Dans
ce conte fantastique (La Forme de l’eau/The Shape of Water, 2017), Guillermo del
Toro réactive la figure de la créature venue d’ailleurs. À l’instar de King
Kong (King Kong de Merian C. Cooper
et Ernest B. Schoedsack, 1933) ou de L’Étrange
créature du lagon noir (Creature from
the Black Lagoon de Jack Arnold, 1954), un nouvel alien, mi-homme,
mi-amphibien, capturé en Amazonie, a été ramené de force, au début des années
60, dans un laboratoire ultra-secret de Baltimore, pour devenir un objet
d’expérimentations scientifiques. Prisonnier, mis à l’isolement, martyrisé par
le responsable du programme, le colonel Strickland (Michael Shannon), l’humanoïde
aquatique voit son destin basculer lorsque Elisa (Sally Hawkins), jeune femme
muette, préposée au nettoyage des sols du laboratoire, tombe amoureuse de lui.

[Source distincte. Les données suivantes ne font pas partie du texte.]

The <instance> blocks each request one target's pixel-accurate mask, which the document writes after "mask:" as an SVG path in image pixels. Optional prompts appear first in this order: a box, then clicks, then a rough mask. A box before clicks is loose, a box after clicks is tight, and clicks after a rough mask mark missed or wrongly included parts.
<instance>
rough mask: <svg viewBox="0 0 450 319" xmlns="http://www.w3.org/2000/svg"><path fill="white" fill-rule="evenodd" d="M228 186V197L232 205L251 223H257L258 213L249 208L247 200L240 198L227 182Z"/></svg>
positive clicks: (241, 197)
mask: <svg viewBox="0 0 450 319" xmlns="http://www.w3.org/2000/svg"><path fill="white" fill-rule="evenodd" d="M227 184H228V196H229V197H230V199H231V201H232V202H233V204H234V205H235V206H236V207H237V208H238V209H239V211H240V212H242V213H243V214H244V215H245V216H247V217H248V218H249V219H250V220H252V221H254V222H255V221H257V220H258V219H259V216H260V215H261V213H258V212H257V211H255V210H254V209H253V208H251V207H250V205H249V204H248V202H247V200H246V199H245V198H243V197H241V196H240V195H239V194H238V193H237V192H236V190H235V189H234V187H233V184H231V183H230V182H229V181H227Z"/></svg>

Celle-ci
se démarque alors d’Ann Darrow (King Kong)
et de Kay Lawrence (l’Étrange créature du
lagon noir) terrifiées par ces monstes trop entreprenants, pour vivre
instantanément une passion amoureuse qui ne laisse pas indifférent l’humanoïde
amphibien. Lorsque Sally apprend que la créature, revêtue d’écailles, de
nageoires et de branchies est promise à une vivisection, elle décide de la libérer.

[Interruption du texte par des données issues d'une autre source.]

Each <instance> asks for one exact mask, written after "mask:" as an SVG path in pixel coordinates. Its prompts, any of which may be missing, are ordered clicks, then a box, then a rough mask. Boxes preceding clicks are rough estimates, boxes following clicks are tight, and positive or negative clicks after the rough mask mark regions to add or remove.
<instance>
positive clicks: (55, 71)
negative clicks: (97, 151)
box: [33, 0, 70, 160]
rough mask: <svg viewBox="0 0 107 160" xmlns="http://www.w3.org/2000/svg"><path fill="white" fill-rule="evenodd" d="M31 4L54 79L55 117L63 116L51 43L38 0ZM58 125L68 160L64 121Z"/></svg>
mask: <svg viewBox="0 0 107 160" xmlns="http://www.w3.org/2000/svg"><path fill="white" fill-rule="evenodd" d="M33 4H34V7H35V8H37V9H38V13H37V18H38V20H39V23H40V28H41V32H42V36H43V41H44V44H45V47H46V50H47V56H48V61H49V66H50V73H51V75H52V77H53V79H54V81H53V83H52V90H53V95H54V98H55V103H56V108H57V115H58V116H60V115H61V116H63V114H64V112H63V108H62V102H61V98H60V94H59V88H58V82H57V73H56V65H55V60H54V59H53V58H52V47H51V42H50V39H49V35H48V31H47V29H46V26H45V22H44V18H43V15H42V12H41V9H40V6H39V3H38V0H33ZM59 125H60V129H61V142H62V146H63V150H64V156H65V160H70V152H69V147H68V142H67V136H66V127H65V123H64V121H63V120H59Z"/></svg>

Cachée dans son appartement, cette dernière s’échappe toutefois un court moment
pour se réfugier dans le cinéma qui se trouve juste en-dessous. Dans une salle
vide, l’humanoïde s’arrête devant le film projeté, L’Histoire de Ruth (The Story
of Ruth de Henry Koster, 1960), un péplum dans lequel des esclaves travaillent
dans les mines de Judée sous les coups de fouet des garde-chiourmes et le
regard méprisant de leurs maîtres. Au-delà de la mise en abyme de la scène, l’être
aquatique ne peut voir dans ces hommes enchaînés que la reproduction de sa
propre condition. L’armée américaine a fait de lui un objet assujetti à sa
propre curiosité qui dans le contexte de la Guerre froide ne fait pas rimer
science avec conscience. Mais fasciné par l’image cinématographique, l’homme
amphibien ne se rend pas immédiatement compte de la présence de Sally, entrée à
son tour, toute en élégance chaplinesque, dans la salle de cinéma. Marginaux,
et donc singuliers dans ce monde qui n’est pas fait pour eux, les deux êtres «
incomplets » se font face, de part et d’autre d’une rangée de sièges et
engagent une étrange conversation, dénuée de mots, mais chargée de regards et
de gestes, dans une entreprise de séduction mutuelle. La belle et la bête sont
au diapason dans leurs identités respectives, acceptant de s’aimer en dépit de
tout ce qui les sépare. De manière foudroyante, Sally voit en cette altérité
son double, son alter ego en souffrance et en solitude et sait que chacun
partage les mêmes émotions, les mêmes humiliations et les mêmes désirs. La
salle de cinéma sert alors d’écrin pour
célébrer cet hymne à la différence, forgé par des élans passionnels
insoupçonnés. Par l’intensité du sentiment amoureux et l’espoir d’un ailleurs
dépassant le réel, la séquence paraît répondre à ce que nous mettons dans le
nom de romantisme. Nous avons l’intime conviction de croire que le cinéma en serait
la terre d’asile la plus extraordinaire.